Volunteer Post I | Emily Timm

Growing up in Scottsdale, the number one most beautiful city in the nation, is no easy feat for a woman. Just by sheer temperature restrictions, it’s hard not to be insecure about any part of your body when you can’t cover anything up (sundresses all day, all night for months at a time!). Add local pressure to be wrinkle-less until your dead and national pressure to look like a Victoria’s Secret model, and you’re really scrutinizing yourself now. Anyway, I think I’ve made my point: Scottsdale is labeled perfectly beautiful, and every woman here believes she has to be perfect, too.
I was extremely lucky to grow up with a naturally beautiful mom, who rarely wore makeup and (to my knowledge, or at least not in front of me) never complained about things like her smile wrinkles or the freckles from extra hours hiking or playing in the sun without reapplying sunscreen. She drove home the idea that when you take good care of your body and you have fun doing it (herein sprouted my love for cooking and being outdoors hiking, biking, running, whatever) there’s no one or nothing in the world that should influence the way you feel about yourself. Growing up in a Christian home too, I believe, made a huge difference in my self-confidence. Christian leaders, friends and the bible instruct you to not judge, but instead just take good care of your body because God gave it to you as a “temple,” and it’s the only one you’re going to get. All worldly things in perspective, it’s well preached that helping others is a significantly better use of your time than picking at your waistline.

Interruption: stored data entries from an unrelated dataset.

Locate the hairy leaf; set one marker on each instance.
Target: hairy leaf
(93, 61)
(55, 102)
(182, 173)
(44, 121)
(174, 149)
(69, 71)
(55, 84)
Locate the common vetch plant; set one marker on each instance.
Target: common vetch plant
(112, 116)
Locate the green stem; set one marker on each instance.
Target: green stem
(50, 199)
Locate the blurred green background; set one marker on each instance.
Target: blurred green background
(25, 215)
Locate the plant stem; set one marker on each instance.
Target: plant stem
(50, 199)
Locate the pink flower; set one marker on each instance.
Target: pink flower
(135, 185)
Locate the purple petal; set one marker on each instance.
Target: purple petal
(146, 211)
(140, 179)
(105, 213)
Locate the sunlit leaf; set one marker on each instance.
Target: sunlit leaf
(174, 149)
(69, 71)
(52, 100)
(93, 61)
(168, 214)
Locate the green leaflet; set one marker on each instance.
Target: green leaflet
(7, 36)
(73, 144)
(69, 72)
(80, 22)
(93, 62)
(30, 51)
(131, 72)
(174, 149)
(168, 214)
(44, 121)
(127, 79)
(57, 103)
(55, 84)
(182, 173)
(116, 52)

Still, even with these great encouraging influences, there were days and still are days when I am overly self-conscious about my body image. I matured much, much faster than all my friends, so for the longest time I hated my legs and my hips and my nose, you name it… 12 to 14-years-old was not awesome. Around that time, my best friend started having eating problems and – even though I admitted to her I knew what it was like to be unhappy with your body – I discouraged her from continuing and had to tell her that if she continued to hurt herself I would have to talk to her parents. Of course, I’m sure all women know, that didn’t go over so well. Our friendship suffered. It was hard for me to let watch my best friend fade away knowing full well I could just turn my head and be her friend again, but I knew in my heart it was better to try to help her recover and loose our friendship than to let her hurt herself and potentially lose her life. I did loose her as a friend, but she’s still alive, graduated from college, and doing very well. She’s not the only friend I’ve battled this with over the years, nor will she be the last, and I’m sad to say there is at least one I know who is still having problems.
So, here’s why I support the Phoenix Eating Disorder Walk: I want girls and women to know it’s not OK to purposefully not eat (or over eat), not exercise (or over exercise), hate yourself and/or obsess over the way God (and, let’s face it, your parents) made you.
I want girls to never believe those articles that say top models eat healthy and exercise comfortably; their figures are literally not attainable without a very certain set of genes and health restrictions. Not only do most top models abuse and fatigue their body, makeup artists layer them with pounds of makeup and then photographers edit still their body to pieces – no matter how beautiful they are naturally. I want girls and women to know the man they want to fall in love with will not fall in love with them solely because they fit in a size 25″ jeans – in fact, most men don’t even know what that means and really don’t want to hear you complain about your body anyway. I want girls and women to know life is bigger than what you look like.
Emily Timm is the Marketing Project Manager for VUUR, a biking and hiking enthusiast, a photographer, and an avid reader. She has a history of broadcast journalism, web production, modeling and has been published in hundreds of blogs on marketing strategies. In her spare time she enjoys cooking, writing, traveling, photography, and adventure.